| Autor: |
Freixas VM; Department of Chemistry and Physics and Astronomy, University of California, Irvine, California 92697-2025, United States., Rouxel JR; Chemical Sciences and Engineering Division, Argonne National Laboratory, Lemont, Illinois 60439, United States., Nam Y; Department of Chemistry and Physics and Astronomy, University of California, Irvine, California 92697-2025, United States., Tretiak S; Theoretical Division, Los Alamos National Laboratory, Los Alamos, New Mexico 87545, United States., Govind N; Physical and Computational Sciences Directorate, Pacific Northwest National Laboratory, Richland, Washington 99352, United States.; Department of Chemistry, University of Washington, Seattle, Washington 98195, United States., Mukamel S; Department of Chemistry and Physics and Astronomy, University of California, Irvine, California 92697-2025, United States. |
| Abstrakt: |
Chirality is a fundamental molecular property that plays a crucial role in biophysics and drug design. Optical circular dichroism (OCD) is a well-established chiral spectroscopic probe in the UV-visible regime. Chirality is most commonly associated with a localized chiral center. However, some compounds such as helicenes (Figure 1) are chiral due to their screwlike global structure. In these highly conjugated systems, some electric and magnetic allowed transitions are distributed across the entire molecule, and OCD thus probes the global molecular chirality.
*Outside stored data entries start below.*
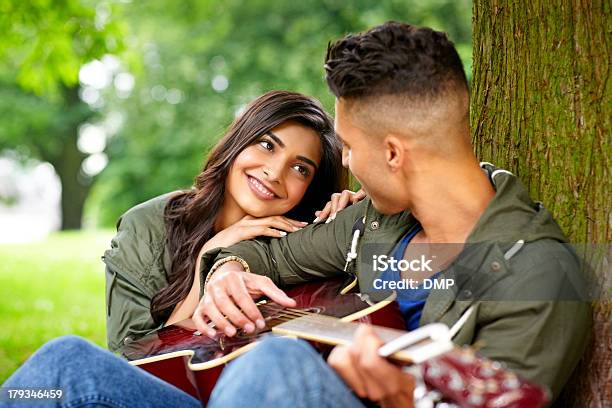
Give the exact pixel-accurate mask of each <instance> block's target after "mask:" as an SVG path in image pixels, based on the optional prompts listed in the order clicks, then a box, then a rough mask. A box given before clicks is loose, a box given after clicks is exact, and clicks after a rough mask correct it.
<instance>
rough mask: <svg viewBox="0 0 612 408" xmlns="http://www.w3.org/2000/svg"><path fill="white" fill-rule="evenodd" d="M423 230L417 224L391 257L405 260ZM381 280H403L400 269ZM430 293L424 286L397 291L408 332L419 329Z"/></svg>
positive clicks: (390, 271) (398, 245) (402, 312)
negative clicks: (414, 288) (416, 234)
mask: <svg viewBox="0 0 612 408" xmlns="http://www.w3.org/2000/svg"><path fill="white" fill-rule="evenodd" d="M421 229H422V228H421V225H420V224H417V225H416V226H414V227H413V228H411V229H410V230H409V231H408V232H407V233H406V235H404V236H403V237H402V239H401V240H400V242H398V244H397V246H396V247H395V248H394V249H393V252H392V253H391V256H392V257H393V258H394V259H396V260H400V259H403V258H404V252H405V251H406V248H407V247H408V244H409V243H410V241H411V240H412V238H414V236H415V235H416V234H418V233H419V231H421ZM434 277H435V275H434V276H432V278H434ZM381 279H383V280H386V281H393V280H395V281H399V280H401V279H402V278H401V273H400V271H399V269H394V268H389V269H387V270H386V271H384V272H383V273H382V275H381ZM429 291H430V289H425V288H423V287H422V286H419V287H418V288H416V289H401V290H397V299H396V300H397V303H398V305H399V309H400V312H401V313H402V316H403V317H404V323H405V325H406V329H407V330H414V329H416V328H418V327H419V321H420V320H421V313H422V311H423V306H425V301H426V300H427V296H428V295H429Z"/></svg>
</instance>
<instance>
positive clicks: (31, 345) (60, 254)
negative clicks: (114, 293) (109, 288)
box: [0, 232, 112, 384]
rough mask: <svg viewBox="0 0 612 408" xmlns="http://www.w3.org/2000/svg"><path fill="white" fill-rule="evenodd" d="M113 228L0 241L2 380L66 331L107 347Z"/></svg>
mask: <svg viewBox="0 0 612 408" xmlns="http://www.w3.org/2000/svg"><path fill="white" fill-rule="evenodd" d="M111 236H112V233H111V232H96V233H60V234H55V235H52V236H50V237H49V238H48V239H46V240H45V241H42V242H38V243H33V244H15V245H2V246H0V325H1V326H2V331H1V332H0V384H2V383H3V382H4V381H5V380H6V379H7V378H8V376H9V375H10V374H11V373H12V372H13V371H14V370H15V369H17V367H19V366H20V365H21V364H22V363H23V362H24V361H25V360H26V359H27V358H28V357H29V356H30V354H31V353H32V352H34V351H35V350H37V349H38V348H39V347H40V346H42V345H43V344H44V343H46V342H47V341H49V340H51V339H53V338H55V337H58V336H62V335H66V334H76V335H80V336H83V337H85V338H87V339H89V340H91V341H94V342H95V343H96V344H98V345H100V346H102V347H106V334H105V333H106V332H105V314H104V310H105V309H104V265H103V264H102V262H101V261H100V256H101V255H102V253H103V252H104V250H105V249H106V248H107V247H108V245H109V242H110V238H111Z"/></svg>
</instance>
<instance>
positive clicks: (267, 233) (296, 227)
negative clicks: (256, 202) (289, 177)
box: [204, 215, 308, 251]
mask: <svg viewBox="0 0 612 408" xmlns="http://www.w3.org/2000/svg"><path fill="white" fill-rule="evenodd" d="M306 225H308V223H307V222H302V221H296V220H292V219H290V218H287V217H283V216H280V215H275V216H271V217H263V218H255V217H252V216H250V215H247V216H245V217H244V218H242V219H241V220H240V221H238V222H236V223H234V224H233V225H231V226H229V227H227V228H226V229H224V230H223V231H220V232H218V233H217V234H216V235H215V236H214V237H212V238H211V239H209V240H208V242H206V244H205V245H204V246H205V248H206V251H207V250H209V249H212V248H225V247H228V246H231V245H234V244H236V243H238V242H240V241H244V240H247V239H253V238H255V237H260V236H266V237H273V238H280V237H284V236H285V235H287V233H288V232H294V231H298V230H300V229H302V228H304V227H305V226H306Z"/></svg>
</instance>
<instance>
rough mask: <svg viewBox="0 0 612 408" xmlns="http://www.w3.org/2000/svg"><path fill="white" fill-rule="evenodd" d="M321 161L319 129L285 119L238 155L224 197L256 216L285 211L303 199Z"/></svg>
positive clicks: (266, 216)
mask: <svg viewBox="0 0 612 408" xmlns="http://www.w3.org/2000/svg"><path fill="white" fill-rule="evenodd" d="M320 162H321V140H320V137H319V135H318V134H317V132H315V131H314V130H313V129H310V128H308V127H305V126H302V125H300V124H298V123H296V122H285V123H283V124H281V125H279V126H277V127H275V128H274V129H272V130H271V131H270V132H268V133H267V134H265V135H263V136H262V137H261V138H260V139H259V140H258V141H257V142H256V143H255V144H253V145H251V146H249V147H247V148H246V149H244V150H243V151H242V152H241V153H240V154H239V155H238V157H236V160H235V161H234V164H233V165H232V167H231V168H230V172H229V176H228V177H227V179H226V181H225V199H226V201H227V200H233V201H234V202H235V203H236V204H237V205H238V207H240V208H241V209H242V210H243V211H244V212H245V213H246V214H248V215H252V216H254V217H267V216H271V215H281V214H285V213H286V212H288V211H289V210H291V209H292V208H293V207H295V206H296V205H297V204H298V203H299V202H300V201H301V200H302V197H304V193H305V192H306V189H307V188H308V185H309V184H310V182H311V181H312V179H313V177H314V174H315V172H316V171H317V169H318V167H319V164H320Z"/></svg>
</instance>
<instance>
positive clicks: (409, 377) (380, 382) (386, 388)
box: [327, 325, 414, 407]
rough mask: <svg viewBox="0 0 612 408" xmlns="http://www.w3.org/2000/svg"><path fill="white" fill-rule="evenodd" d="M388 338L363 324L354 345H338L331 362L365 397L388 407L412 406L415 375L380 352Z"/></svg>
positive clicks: (351, 387) (355, 339)
mask: <svg viewBox="0 0 612 408" xmlns="http://www.w3.org/2000/svg"><path fill="white" fill-rule="evenodd" d="M383 344H384V342H383V341H382V340H381V339H380V338H378V336H376V334H375V333H374V331H373V330H372V328H371V327H370V326H367V325H362V326H360V327H359V329H358V330H357V332H356V333H355V337H354V339H353V343H352V344H351V345H350V346H338V347H335V348H334V349H333V350H332V352H331V354H330V355H329V357H328V359H327V362H328V363H329V365H330V366H331V367H332V368H333V369H334V370H335V371H336V372H337V373H338V375H339V376H340V377H342V379H343V380H344V382H345V383H346V384H347V385H348V386H349V387H350V388H351V389H352V390H353V391H354V392H355V393H356V394H357V395H358V396H359V397H361V398H368V399H370V400H372V401H378V402H380V403H381V404H382V405H383V406H384V407H412V403H413V391H414V379H413V378H412V376H410V375H409V374H406V373H404V372H403V371H402V370H401V368H399V367H397V366H395V365H393V364H391V363H390V362H389V361H387V360H386V359H384V358H382V357H380V356H379V355H378V349H379V348H380V347H381V346H382V345H383Z"/></svg>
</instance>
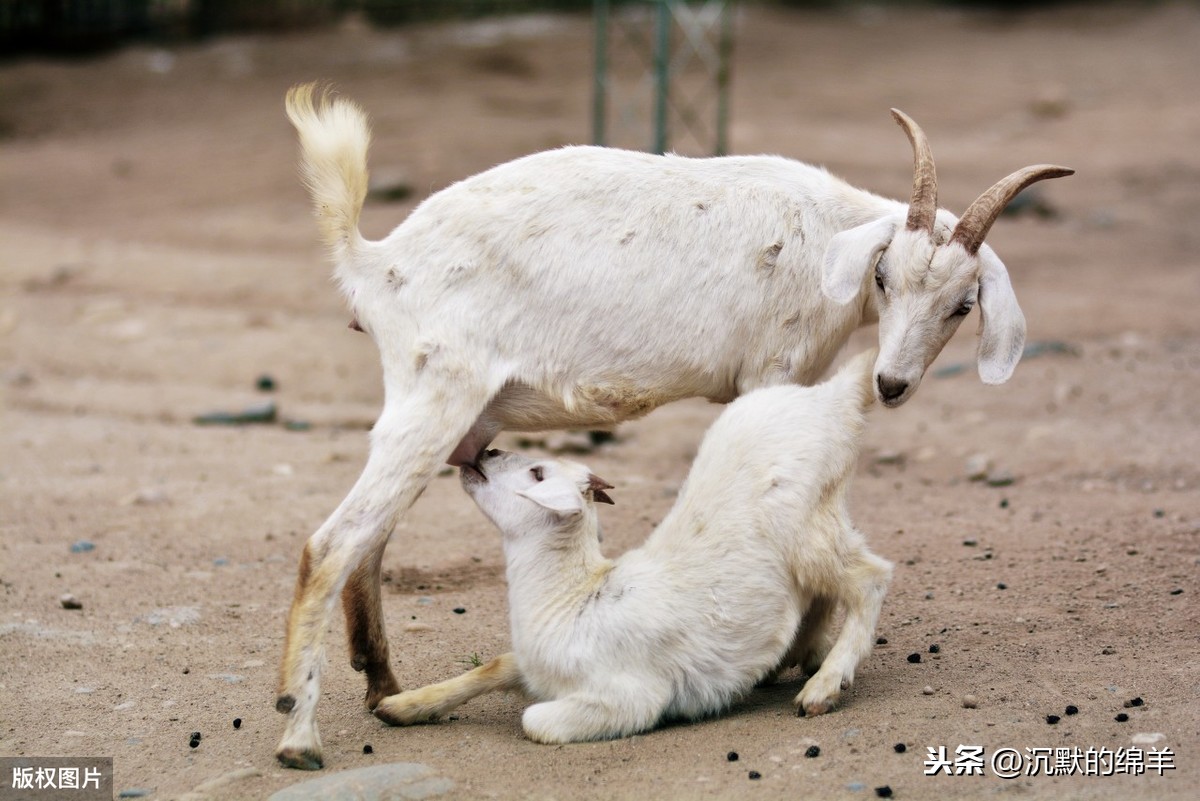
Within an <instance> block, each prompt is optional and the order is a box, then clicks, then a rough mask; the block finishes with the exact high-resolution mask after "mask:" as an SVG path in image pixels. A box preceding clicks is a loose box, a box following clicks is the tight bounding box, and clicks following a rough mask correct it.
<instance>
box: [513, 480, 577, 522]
mask: <svg viewBox="0 0 1200 801" xmlns="http://www.w3.org/2000/svg"><path fill="white" fill-rule="evenodd" d="M517 495H521V496H522V498H528V499H529V500H532V501H533V502H534V504H536V505H538V506H541V507H542V508H544V510H546V511H548V512H553V513H554V514H558V516H559V517H575V516H577V514H582V513H583V495H581V494H580V490H578V489H576V488H575V487H572V486H571V484H570V483H569V482H565V481H540V482H538V483H535V484H534V486H533V487H530V488H529V489H522V490H521V492H518V493H517Z"/></svg>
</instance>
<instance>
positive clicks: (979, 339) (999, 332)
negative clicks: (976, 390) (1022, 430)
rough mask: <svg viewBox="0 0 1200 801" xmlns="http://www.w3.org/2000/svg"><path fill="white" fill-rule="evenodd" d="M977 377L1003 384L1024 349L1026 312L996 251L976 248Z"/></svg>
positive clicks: (1018, 361) (989, 380) (983, 380)
mask: <svg viewBox="0 0 1200 801" xmlns="http://www.w3.org/2000/svg"><path fill="white" fill-rule="evenodd" d="M979 260H980V261H983V270H982V271H980V273H979V315H980V319H979V355H978V361H979V379H980V380H982V381H983V383H984V384H1003V383H1004V381H1007V380H1008V379H1009V378H1010V377H1012V375H1013V371H1014V369H1016V362H1019V361H1020V360H1021V354H1022V353H1024V350H1025V315H1024V314H1022V313H1021V307H1020V306H1018V305H1016V295H1015V294H1014V293H1013V284H1012V283H1010V282H1009V281H1008V270H1006V269H1004V263H1003V261H1001V260H1000V257H997V255H996V252H995V251H992V249H991V248H990V247H988V246H986V245H984V246H983V247H980V248H979Z"/></svg>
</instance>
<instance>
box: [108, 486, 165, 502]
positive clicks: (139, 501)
mask: <svg viewBox="0 0 1200 801" xmlns="http://www.w3.org/2000/svg"><path fill="white" fill-rule="evenodd" d="M169 502H170V496H169V495H167V492H166V490H163V489H158V488H145V489H139V490H137V492H136V493H131V494H128V495H126V496H125V498H122V499H121V501H120V504H121V506H162V505H163V504H169Z"/></svg>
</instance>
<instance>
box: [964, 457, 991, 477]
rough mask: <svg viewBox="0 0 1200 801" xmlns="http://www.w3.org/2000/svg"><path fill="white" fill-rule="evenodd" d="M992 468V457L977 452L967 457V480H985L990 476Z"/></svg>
mask: <svg viewBox="0 0 1200 801" xmlns="http://www.w3.org/2000/svg"><path fill="white" fill-rule="evenodd" d="M990 468H991V459H989V458H988V456H986V454H985V453H976V454H974V456H971V457H967V463H966V476H967V481H983V480H984V478H986V477H988V470H989V469H990Z"/></svg>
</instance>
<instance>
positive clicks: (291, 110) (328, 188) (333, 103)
mask: <svg viewBox="0 0 1200 801" xmlns="http://www.w3.org/2000/svg"><path fill="white" fill-rule="evenodd" d="M284 109H286V110H287V115H288V119H289V120H290V121H292V125H293V126H295V130H296V133H298V134H300V171H301V175H302V176H304V182H305V185H306V186H307V187H308V193H310V194H311V195H312V201H313V206H314V209H316V212H317V224H318V225H319V228H320V237H322V240H323V241H324V243H325V247H328V248H329V253H330V255H331V257H332V259H334V261H335V263H336V264H337V265H338V266H348V265H349V263H350V261H352V260H353V258H354V254H355V253H356V252H358V251H359V249H360V247H361V245H362V241H364V240H362V235H361V234H360V233H359V213H360V212H361V211H362V203H364V200H365V199H366V195H367V147H368V146H370V144H371V127H370V125H368V124H367V116H366V114H365V113H364V112H362V109H361V108H359V107H358V106H356V104H355V103H354V102H353V101H350V100H347V98H344V97H330V96H329V95H328V94H326V91H324V90H322V89H319V88H318V86H317V84H301V85H298V86H293V88H292V89H290V90H288V95H287V100H286V101H284Z"/></svg>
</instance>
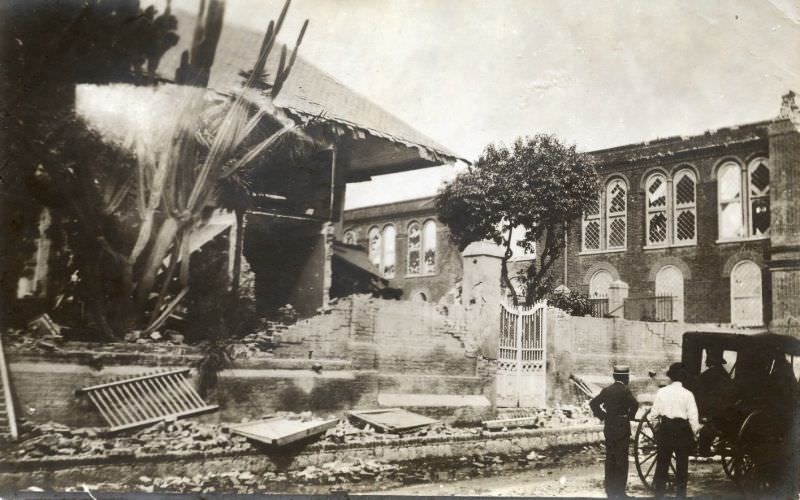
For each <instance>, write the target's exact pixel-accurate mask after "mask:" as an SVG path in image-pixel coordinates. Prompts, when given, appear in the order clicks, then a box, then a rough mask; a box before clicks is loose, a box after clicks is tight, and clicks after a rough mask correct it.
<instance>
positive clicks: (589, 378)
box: [547, 308, 752, 402]
mask: <svg viewBox="0 0 800 500" xmlns="http://www.w3.org/2000/svg"><path fill="white" fill-rule="evenodd" d="M547 328H548V330H547V331H548V346H547V349H548V354H547V356H548V359H547V377H548V380H547V382H548V401H550V402H557V401H561V402H566V401H569V400H571V399H574V398H575V396H576V392H575V390H574V387H573V386H572V384H571V383H570V381H569V376H570V374H575V375H579V376H582V377H584V378H588V379H591V381H593V382H595V383H601V384H602V383H606V382H607V383H611V382H612V378H611V368H612V367H613V365H614V364H626V365H629V366H630V368H631V379H632V385H633V386H635V387H636V388H637V389H642V390H644V389H646V388H647V386H648V385H651V384H650V380H649V379H648V372H649V371H651V370H652V371H655V372H656V373H658V374H659V375H664V373H665V372H666V369H667V368H668V367H669V365H670V363H674V362H676V361H680V358H681V345H682V340H683V334H684V333H685V332H688V331H716V332H733V333H752V332H748V331H746V330H737V329H732V328H730V327H722V326H717V325H709V324H693V323H678V322H645V321H631V320H626V319H620V318H592V317H578V316H570V315H568V314H567V313H565V312H564V311H562V310H560V309H555V308H549V309H548V311H547Z"/></svg>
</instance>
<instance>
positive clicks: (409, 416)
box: [348, 408, 438, 434]
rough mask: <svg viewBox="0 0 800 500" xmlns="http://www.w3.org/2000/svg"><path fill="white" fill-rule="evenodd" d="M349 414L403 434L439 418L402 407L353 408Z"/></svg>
mask: <svg viewBox="0 0 800 500" xmlns="http://www.w3.org/2000/svg"><path fill="white" fill-rule="evenodd" d="M348 415H349V416H350V417H351V418H352V419H354V420H358V421H360V422H363V423H367V424H369V425H371V426H372V427H375V428H376V429H378V430H381V431H383V432H390V433H396V434H402V433H403V432H411V431H415V430H417V429H420V428H422V427H426V426H428V425H431V424H435V423H436V422H438V420H435V419H433V418H429V417H426V416H425V415H420V414H418V413H413V412H410V411H408V410H403V409H402V408H381V409H379V410H353V411H350V412H348Z"/></svg>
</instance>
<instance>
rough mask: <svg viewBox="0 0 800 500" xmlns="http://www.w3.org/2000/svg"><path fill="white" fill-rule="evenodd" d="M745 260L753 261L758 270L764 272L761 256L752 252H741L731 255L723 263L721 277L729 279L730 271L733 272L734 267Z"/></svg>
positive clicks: (729, 277)
mask: <svg viewBox="0 0 800 500" xmlns="http://www.w3.org/2000/svg"><path fill="white" fill-rule="evenodd" d="M746 260H749V261H753V262H754V263H755V264H756V265H757V266H758V267H759V268H761V271H762V272H763V271H765V270H766V266H765V265H764V256H763V255H761V254H759V253H758V252H755V251H753V250H742V251H739V252H736V253H735V254H733V255H731V256H730V257H728V259H727V260H726V261H725V264H724V265H723V266H722V277H723V278H730V276H731V271H732V270H733V268H734V267H736V265H737V264H739V263H740V262H743V261H746Z"/></svg>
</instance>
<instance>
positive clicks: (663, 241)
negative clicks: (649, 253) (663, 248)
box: [645, 174, 669, 246]
mask: <svg viewBox="0 0 800 500" xmlns="http://www.w3.org/2000/svg"><path fill="white" fill-rule="evenodd" d="M646 191H647V192H646V199H647V205H646V209H645V210H646V212H647V214H646V218H647V219H646V224H647V244H648V245H650V246H658V245H666V244H667V234H668V233H669V230H668V229H667V227H668V221H667V178H666V177H665V176H664V175H663V174H653V175H651V176H650V177H649V178H648V179H647V186H646Z"/></svg>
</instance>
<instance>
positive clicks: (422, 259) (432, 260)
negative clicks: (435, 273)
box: [422, 220, 436, 274]
mask: <svg viewBox="0 0 800 500" xmlns="http://www.w3.org/2000/svg"><path fill="white" fill-rule="evenodd" d="M422 256H423V259H422V270H423V272H424V273H425V274H431V273H435V272H436V222H435V221H432V220H427V221H425V224H423V225H422Z"/></svg>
Recent advances in X-ray sources, in particular the control of their polarization and spatial profiles, have enabled X-ray circular dichroism (XCD), which, in contrast to OCD, can exploit the localized and element-specific nature of X-ray electronic transitions. XCD therefore is more sensitive to local structures, and the chirality probed with it can be referred to as local. During the racemization of helicene, between opposite helical structures, the screw handedness can flip locally, making the molecule globally achiral while retaining a local handedness. Here, we use the racemization mechanism of [12]helicene as a model to demonstrate the capabilities of OCD and XCD as time-dependent probes for global and local chiralities, respectively. Our simulations demonstrate that XCD provides an excellent spectroscopic probe for the time-dependent local chirality of molecules. |